I'm following this example from MDN, which does not work. It also creates the menu items, but they do nothing, which makes me think that something changed in the API and MDN didn't bother to update the documentation.
Any ideas? Thanks.
Your code works as written:
I strongly suspect that your issue is either of:
You are testing using a version of Firefox prior to Firefox 48. Firefox 48 is in Beta. The contextMenus "Browser compatibility" section clearly states that the first version in which it is functional is Firefox 48. The WebExtensions API is still in development. In general, you should be testing against Firefox Developer Edition, or Firefox Nightly. You can use earlier versions if all the APIs you are using are indicated to be working in an earlier version. However, if you experience problems, you should test with Nightly. I suspect that this is your most likely issue as you indicated that the contextMenus example code was not doing anything.
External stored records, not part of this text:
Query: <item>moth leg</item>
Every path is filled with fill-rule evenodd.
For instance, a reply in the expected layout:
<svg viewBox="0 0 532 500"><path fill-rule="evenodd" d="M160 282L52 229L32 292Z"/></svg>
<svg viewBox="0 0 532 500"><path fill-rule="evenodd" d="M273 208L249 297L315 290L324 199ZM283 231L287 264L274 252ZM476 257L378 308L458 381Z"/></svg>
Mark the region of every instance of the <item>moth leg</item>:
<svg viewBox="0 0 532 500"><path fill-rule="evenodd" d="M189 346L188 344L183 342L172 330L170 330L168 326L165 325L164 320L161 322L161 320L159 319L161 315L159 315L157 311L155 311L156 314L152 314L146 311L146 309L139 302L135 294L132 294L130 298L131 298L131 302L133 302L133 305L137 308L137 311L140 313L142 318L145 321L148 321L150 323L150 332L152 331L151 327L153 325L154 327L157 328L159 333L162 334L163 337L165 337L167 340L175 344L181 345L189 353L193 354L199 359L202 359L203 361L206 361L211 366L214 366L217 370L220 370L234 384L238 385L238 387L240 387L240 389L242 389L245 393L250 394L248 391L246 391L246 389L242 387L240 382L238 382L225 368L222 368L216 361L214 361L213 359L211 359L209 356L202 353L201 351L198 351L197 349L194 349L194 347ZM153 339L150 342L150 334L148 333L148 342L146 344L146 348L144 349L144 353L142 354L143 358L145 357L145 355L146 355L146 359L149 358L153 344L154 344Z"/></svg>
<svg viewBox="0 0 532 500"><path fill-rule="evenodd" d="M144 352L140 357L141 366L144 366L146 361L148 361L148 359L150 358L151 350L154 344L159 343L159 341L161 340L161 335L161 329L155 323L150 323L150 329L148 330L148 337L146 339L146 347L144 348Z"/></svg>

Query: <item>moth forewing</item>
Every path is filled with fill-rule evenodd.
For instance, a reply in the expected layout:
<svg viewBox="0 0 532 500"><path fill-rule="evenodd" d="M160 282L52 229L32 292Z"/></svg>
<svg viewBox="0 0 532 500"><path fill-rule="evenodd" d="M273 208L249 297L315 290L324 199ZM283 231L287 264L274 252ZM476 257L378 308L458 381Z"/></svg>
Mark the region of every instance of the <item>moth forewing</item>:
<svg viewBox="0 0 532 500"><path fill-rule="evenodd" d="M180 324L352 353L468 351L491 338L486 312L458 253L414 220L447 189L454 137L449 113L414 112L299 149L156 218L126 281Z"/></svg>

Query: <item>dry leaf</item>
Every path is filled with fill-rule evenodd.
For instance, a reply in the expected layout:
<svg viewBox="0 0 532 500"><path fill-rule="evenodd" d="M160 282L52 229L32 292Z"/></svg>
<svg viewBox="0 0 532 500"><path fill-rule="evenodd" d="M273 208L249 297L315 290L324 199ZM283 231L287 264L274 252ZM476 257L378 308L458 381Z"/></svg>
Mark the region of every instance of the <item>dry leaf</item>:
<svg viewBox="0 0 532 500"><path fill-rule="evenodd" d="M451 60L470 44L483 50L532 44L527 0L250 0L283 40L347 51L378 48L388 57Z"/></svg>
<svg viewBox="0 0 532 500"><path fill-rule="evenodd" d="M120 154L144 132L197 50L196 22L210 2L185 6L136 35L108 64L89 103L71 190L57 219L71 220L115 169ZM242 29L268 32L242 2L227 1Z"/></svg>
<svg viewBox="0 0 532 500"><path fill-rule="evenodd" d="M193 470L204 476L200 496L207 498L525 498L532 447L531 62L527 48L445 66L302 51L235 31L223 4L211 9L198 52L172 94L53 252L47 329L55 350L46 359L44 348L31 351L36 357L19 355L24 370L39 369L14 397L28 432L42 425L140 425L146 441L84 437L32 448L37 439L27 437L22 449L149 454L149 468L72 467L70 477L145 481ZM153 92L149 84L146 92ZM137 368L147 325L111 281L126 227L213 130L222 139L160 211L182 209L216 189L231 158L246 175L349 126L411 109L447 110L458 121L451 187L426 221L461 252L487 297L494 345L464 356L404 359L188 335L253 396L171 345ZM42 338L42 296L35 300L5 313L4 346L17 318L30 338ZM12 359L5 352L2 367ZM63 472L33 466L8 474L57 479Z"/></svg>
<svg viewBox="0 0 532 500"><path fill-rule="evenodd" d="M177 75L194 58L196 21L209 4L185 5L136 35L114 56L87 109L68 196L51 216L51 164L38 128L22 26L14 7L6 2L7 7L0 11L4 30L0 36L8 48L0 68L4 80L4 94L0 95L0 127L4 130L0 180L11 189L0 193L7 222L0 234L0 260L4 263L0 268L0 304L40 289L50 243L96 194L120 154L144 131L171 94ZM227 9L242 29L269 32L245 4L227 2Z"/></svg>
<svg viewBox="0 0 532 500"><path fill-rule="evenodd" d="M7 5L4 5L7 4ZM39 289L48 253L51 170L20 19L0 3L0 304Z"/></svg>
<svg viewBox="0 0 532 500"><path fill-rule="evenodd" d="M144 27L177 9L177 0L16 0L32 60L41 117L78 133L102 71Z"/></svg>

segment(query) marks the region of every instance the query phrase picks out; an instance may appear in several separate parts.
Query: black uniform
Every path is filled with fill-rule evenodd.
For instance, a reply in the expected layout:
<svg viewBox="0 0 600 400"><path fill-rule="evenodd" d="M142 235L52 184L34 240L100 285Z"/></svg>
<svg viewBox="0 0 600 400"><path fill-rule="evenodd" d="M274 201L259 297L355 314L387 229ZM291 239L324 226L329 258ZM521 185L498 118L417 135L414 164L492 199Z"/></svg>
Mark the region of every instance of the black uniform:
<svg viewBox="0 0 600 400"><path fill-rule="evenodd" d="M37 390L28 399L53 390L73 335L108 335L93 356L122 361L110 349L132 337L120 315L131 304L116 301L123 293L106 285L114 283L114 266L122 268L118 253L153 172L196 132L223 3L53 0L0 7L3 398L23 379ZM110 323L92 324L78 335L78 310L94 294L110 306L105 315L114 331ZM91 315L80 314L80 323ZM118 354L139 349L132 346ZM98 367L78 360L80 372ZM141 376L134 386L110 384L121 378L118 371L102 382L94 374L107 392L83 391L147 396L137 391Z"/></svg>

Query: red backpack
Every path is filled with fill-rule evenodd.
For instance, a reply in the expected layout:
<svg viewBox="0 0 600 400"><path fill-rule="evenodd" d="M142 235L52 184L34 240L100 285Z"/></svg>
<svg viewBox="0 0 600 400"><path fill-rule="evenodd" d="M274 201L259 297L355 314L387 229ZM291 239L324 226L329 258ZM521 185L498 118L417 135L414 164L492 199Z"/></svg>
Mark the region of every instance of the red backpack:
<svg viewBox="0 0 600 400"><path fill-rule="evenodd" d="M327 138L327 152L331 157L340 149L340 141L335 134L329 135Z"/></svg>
You have not navigated to an actual webpage. Your content-script.js is only loaded into pages that match one of the supported schemes: that is, "http", "https", "file", "ftp", "app". It is not loaded in about:* pages. If this was your issue, you would have had partial functionality from the contextMenus example code. In addition, using your code, the Browser Console would have, after a delay, generated an error message:
Error: Could not establish connection. Receiving end does not exist.
A note on your code:
Note, your sendMessage() function is, potentially, overly complex. You are searching for the active tab when the tabs.Tab object for the tab in which the context menu item was selected was already passed to your function as one of the arguments. A shorter version could be:
function sendMessage(info, tab) {
chrome.tabs.sendMessage(tab.id, "Test message from background script.");
}
I would be interested to know if you have encountered a situation where you needed to search for the active tab rather than use the tabs.Tab object provided by the context menu listener.